[solved?] I'm a noob.

Legionnaired

I had a flash of insight last night, and I think I may have figured out how to do the TSP in O(log(2^n)^4.7). (Current best might be something like (2^n)(n^2)...)

I'm writing out a test program now, but if it works where do I go from here?

So... what? Do I talk to my professor/advisor? Do I write out the algorithm, get it signed and notarized and mail it to myself first?

Kakodaimonos

Talk to your professor/advisor. If you're worried about someone else taking credit for your insight, make a lab book.

Basically, buy one of those cardboard backed composition books, write down your ideas and algorithms and then in the upper hand corner, write down the date and sign it.

I doubt your advisor/professor would take the credit for it, but I'd also be surprised if the approach holds up. If it does, your professor should be able to help with the paper and publication that you'll need to do to get this properly dealt with.

xyierz

log(2^n) ? Do you mean O(n^4.7)? Hmmm...

Legionnaired

xyierz wrote: »

log(2^n) ? Do you mean O(n^4.7)? Hmmm...

No, I think (offhand) it's O((log(2^n))^C).

And yeah Kakodaimonos, I'm pretty skeptical myself. It may turn into just another pretty good heuristic attempt, but it might 'accidentally' find the optimal solution more often than not.

falsedef

Legionnaired wrote: »

xyierz wrote: »

log(2^n) ? Do you mean O(n^4.7)? Hmmm...

No, I think (offhand) it's O((log(2^n))^C).

And yeah Kakodaimonos, I'm pretty skeptical myself.
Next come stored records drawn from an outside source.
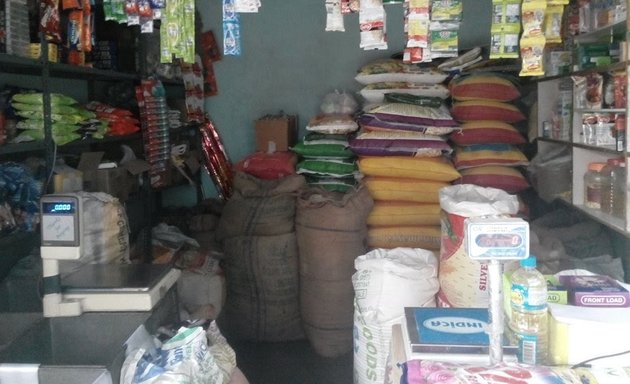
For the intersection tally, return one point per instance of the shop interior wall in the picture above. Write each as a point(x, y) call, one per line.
point(289, 63)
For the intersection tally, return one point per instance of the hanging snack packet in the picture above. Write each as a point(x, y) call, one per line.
point(334, 17)
point(553, 23)
point(75, 30)
point(446, 10)
point(372, 25)
point(132, 11)
point(444, 39)
point(87, 37)
point(533, 15)
point(532, 49)
point(231, 30)
point(49, 23)
point(417, 30)
point(505, 29)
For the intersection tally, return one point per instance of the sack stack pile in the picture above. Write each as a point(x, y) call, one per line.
point(403, 152)
point(486, 151)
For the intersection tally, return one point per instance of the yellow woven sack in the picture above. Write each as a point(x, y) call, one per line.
point(417, 236)
point(426, 168)
point(404, 189)
point(404, 213)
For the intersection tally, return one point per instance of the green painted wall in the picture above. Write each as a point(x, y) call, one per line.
point(290, 63)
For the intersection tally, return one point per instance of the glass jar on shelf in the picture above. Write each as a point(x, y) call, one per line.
point(593, 183)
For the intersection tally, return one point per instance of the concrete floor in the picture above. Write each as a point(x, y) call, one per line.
point(292, 362)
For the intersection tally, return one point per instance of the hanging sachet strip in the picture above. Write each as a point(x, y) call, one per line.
point(372, 25)
point(231, 30)
point(246, 6)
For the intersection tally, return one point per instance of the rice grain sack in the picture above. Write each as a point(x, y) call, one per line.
point(331, 233)
point(261, 273)
point(464, 282)
point(413, 236)
point(105, 232)
point(385, 282)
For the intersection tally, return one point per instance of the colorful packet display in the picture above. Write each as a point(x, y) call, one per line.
point(372, 25)
point(552, 26)
point(334, 17)
point(505, 29)
point(416, 25)
point(532, 18)
point(177, 34)
point(532, 56)
point(504, 42)
point(446, 10)
point(532, 42)
point(231, 30)
point(151, 97)
point(444, 39)
point(49, 22)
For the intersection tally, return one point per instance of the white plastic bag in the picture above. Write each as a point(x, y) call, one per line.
point(192, 356)
point(387, 281)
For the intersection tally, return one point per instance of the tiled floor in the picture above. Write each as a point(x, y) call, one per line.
point(290, 362)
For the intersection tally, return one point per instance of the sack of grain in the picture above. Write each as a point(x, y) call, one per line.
point(464, 282)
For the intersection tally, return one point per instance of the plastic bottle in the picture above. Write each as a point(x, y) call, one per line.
point(529, 319)
point(611, 174)
point(593, 182)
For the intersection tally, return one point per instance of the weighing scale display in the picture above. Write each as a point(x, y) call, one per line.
point(60, 220)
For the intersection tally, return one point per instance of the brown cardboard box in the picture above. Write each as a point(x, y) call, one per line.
point(117, 181)
point(275, 133)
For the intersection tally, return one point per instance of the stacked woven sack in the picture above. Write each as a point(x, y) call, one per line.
point(324, 158)
point(486, 151)
point(404, 155)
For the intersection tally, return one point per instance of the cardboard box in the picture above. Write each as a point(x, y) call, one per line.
point(67, 179)
point(556, 293)
point(580, 333)
point(118, 181)
point(275, 133)
point(595, 291)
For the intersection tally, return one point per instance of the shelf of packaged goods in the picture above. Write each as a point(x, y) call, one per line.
point(610, 221)
point(88, 73)
point(614, 67)
point(105, 140)
point(600, 110)
point(34, 67)
point(610, 149)
point(553, 141)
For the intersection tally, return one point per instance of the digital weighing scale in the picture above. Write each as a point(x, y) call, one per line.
point(93, 287)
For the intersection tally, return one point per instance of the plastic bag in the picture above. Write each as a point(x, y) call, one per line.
point(191, 356)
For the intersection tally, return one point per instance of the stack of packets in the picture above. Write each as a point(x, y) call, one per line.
point(155, 130)
point(432, 28)
point(430, 372)
point(541, 21)
point(590, 318)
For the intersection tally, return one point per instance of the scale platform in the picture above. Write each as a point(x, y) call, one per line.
point(119, 287)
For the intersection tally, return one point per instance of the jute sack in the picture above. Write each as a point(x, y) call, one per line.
point(105, 232)
point(261, 274)
point(331, 232)
point(260, 207)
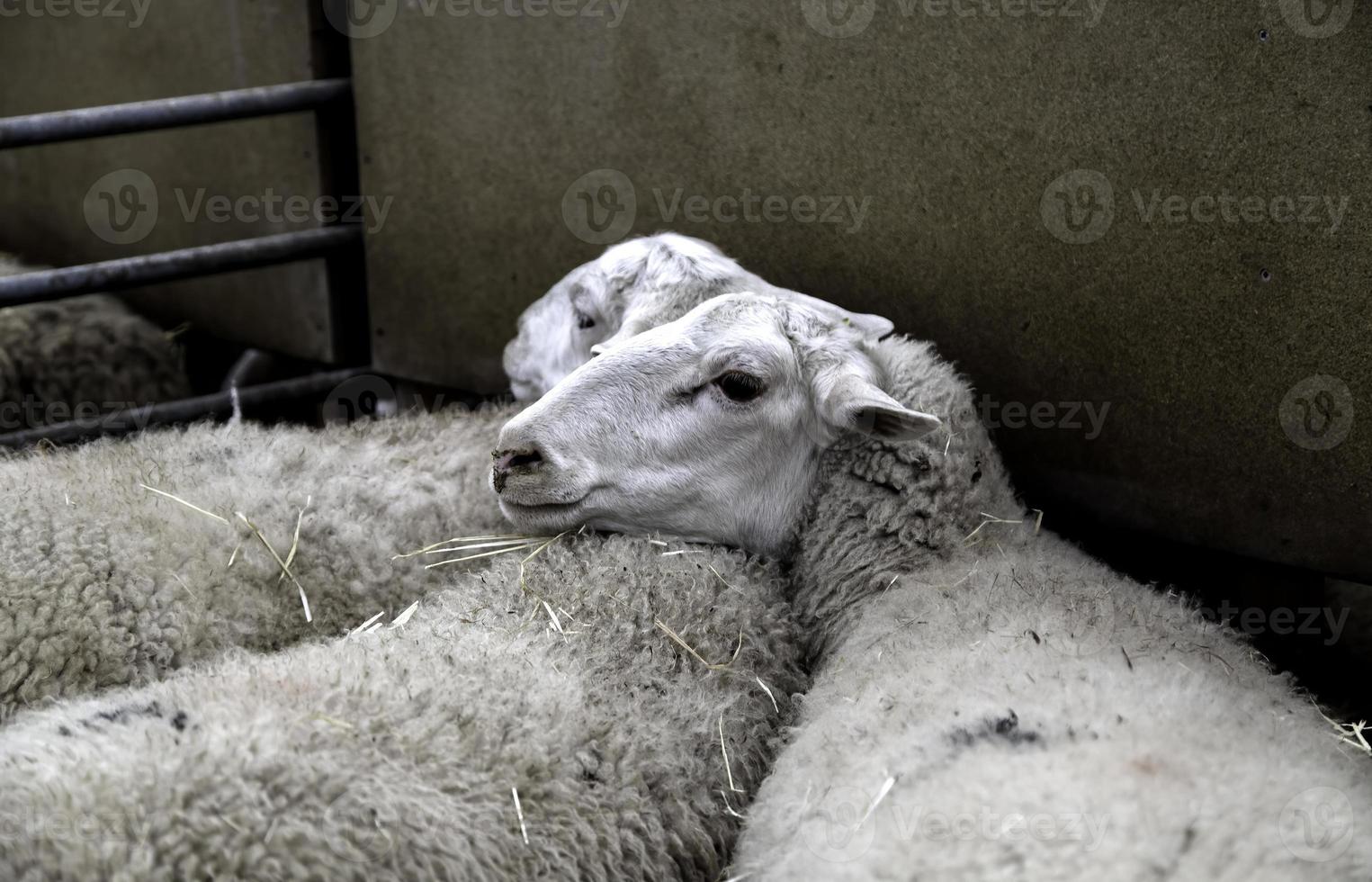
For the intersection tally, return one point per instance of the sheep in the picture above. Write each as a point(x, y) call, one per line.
point(632, 287)
point(601, 711)
point(112, 579)
point(80, 358)
point(966, 662)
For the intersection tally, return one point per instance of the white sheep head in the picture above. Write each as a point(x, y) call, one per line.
point(634, 285)
point(708, 427)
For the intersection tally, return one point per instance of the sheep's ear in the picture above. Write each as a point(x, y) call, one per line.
point(867, 325)
point(854, 403)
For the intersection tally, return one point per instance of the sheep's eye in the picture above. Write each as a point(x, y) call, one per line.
point(740, 386)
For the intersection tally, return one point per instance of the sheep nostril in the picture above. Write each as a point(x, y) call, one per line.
point(507, 460)
point(525, 458)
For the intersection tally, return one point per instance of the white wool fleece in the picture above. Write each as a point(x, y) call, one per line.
point(106, 583)
point(399, 755)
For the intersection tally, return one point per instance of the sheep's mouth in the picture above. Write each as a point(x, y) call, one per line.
point(543, 513)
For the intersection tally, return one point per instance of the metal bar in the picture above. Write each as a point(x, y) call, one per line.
point(188, 110)
point(172, 265)
point(335, 126)
point(184, 410)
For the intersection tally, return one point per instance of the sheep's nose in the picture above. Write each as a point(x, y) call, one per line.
point(509, 461)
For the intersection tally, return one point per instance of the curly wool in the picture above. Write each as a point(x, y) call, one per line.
point(399, 755)
point(990, 703)
point(81, 357)
point(106, 583)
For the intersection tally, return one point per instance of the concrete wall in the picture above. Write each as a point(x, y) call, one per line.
point(1043, 187)
point(130, 51)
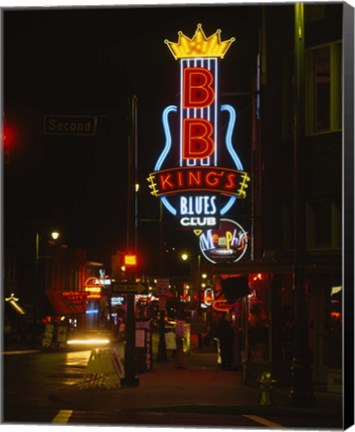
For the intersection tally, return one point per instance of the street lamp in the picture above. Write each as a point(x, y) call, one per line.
point(54, 235)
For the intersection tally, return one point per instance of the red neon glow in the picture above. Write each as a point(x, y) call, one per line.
point(211, 179)
point(130, 260)
point(197, 88)
point(197, 139)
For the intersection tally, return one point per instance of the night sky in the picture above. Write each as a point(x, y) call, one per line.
point(88, 61)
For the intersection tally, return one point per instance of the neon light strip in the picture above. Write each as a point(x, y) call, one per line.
point(166, 112)
point(236, 160)
point(212, 65)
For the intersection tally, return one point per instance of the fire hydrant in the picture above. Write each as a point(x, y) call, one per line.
point(266, 386)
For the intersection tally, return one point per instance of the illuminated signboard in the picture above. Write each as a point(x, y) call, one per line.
point(225, 244)
point(93, 287)
point(198, 191)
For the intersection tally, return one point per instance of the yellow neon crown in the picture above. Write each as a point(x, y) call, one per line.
point(199, 45)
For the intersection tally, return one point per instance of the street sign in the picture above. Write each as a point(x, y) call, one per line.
point(129, 287)
point(69, 125)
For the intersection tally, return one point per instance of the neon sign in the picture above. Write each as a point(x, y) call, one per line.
point(225, 244)
point(198, 191)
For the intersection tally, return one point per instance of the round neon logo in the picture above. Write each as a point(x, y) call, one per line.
point(226, 244)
It may turn into just another pretty good heuristic attempt, but it might 'accidentally' find the optimal solution more often than not.
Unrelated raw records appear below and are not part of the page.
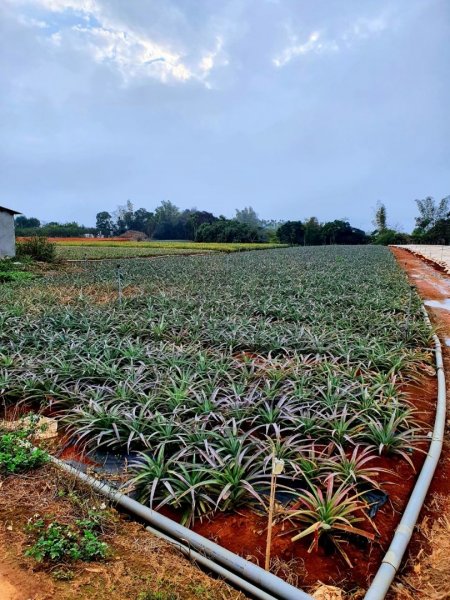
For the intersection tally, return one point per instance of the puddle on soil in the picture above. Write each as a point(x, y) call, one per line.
point(444, 304)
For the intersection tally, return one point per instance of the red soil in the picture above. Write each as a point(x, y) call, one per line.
point(81, 239)
point(245, 532)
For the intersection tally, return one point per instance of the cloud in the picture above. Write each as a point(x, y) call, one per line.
point(317, 43)
point(314, 43)
point(133, 52)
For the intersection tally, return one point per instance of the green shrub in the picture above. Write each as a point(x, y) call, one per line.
point(17, 454)
point(15, 276)
point(38, 248)
point(60, 542)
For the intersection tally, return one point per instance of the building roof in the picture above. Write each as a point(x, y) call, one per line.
point(9, 210)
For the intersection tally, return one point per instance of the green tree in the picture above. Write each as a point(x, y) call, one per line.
point(248, 216)
point(291, 232)
point(104, 223)
point(313, 232)
point(430, 213)
point(380, 220)
point(27, 223)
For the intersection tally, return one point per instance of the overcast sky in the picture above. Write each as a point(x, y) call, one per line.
point(295, 107)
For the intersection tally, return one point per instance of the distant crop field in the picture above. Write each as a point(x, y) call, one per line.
point(99, 252)
point(88, 248)
point(201, 370)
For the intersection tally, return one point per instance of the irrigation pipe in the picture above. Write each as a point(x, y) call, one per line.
point(264, 583)
point(212, 566)
point(391, 562)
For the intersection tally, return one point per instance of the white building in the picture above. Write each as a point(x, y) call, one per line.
point(7, 235)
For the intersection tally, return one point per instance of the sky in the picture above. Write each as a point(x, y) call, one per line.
point(294, 107)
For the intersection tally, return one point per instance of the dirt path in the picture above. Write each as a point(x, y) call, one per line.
point(426, 575)
point(7, 591)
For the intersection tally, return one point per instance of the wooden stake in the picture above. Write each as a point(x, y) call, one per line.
point(277, 469)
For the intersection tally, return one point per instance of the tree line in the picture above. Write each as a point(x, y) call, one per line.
point(168, 222)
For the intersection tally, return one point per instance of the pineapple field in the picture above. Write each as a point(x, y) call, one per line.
point(200, 371)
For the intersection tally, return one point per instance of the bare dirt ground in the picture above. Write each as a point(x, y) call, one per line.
point(426, 574)
point(139, 567)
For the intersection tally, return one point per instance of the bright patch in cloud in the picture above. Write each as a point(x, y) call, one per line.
point(132, 53)
point(362, 28)
point(314, 43)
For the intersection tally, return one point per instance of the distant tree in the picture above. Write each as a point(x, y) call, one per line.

What he means is that lg( 2^n ) = n. It's a property of logarithms.

You don't have the goods, I'm certain, but hypothetically someone with the algorithm would also need to be careful with their well being. I certainly wouldn't post openly on a forum about it, because that's embarrassing if wrong and dangerous if right. You might end up on the side of a milk cartoon. Luckily you fall into the former category, but next time, try to be a bit more secretive. :rotate:

xyierz

log(2 ^ n) = log2(2 ^ n) / log2(b) = n * (1 / log2(b))
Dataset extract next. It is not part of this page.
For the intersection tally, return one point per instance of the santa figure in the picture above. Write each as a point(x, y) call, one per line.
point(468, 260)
Where b is the base of the original logarithm. 1 / log2(b) is a constant, so it can be pulled out of the O-notation.

So O(log(2^n)) = O(n).

Legionnaired

Sure enough, I finished the code sample and for 20 cities it takes just as much time as brute force.

*sigh*

DirtyDirtyVagrant

Wait, what? Is this some kind of mathematical breakthrough or something? I don't understand at all.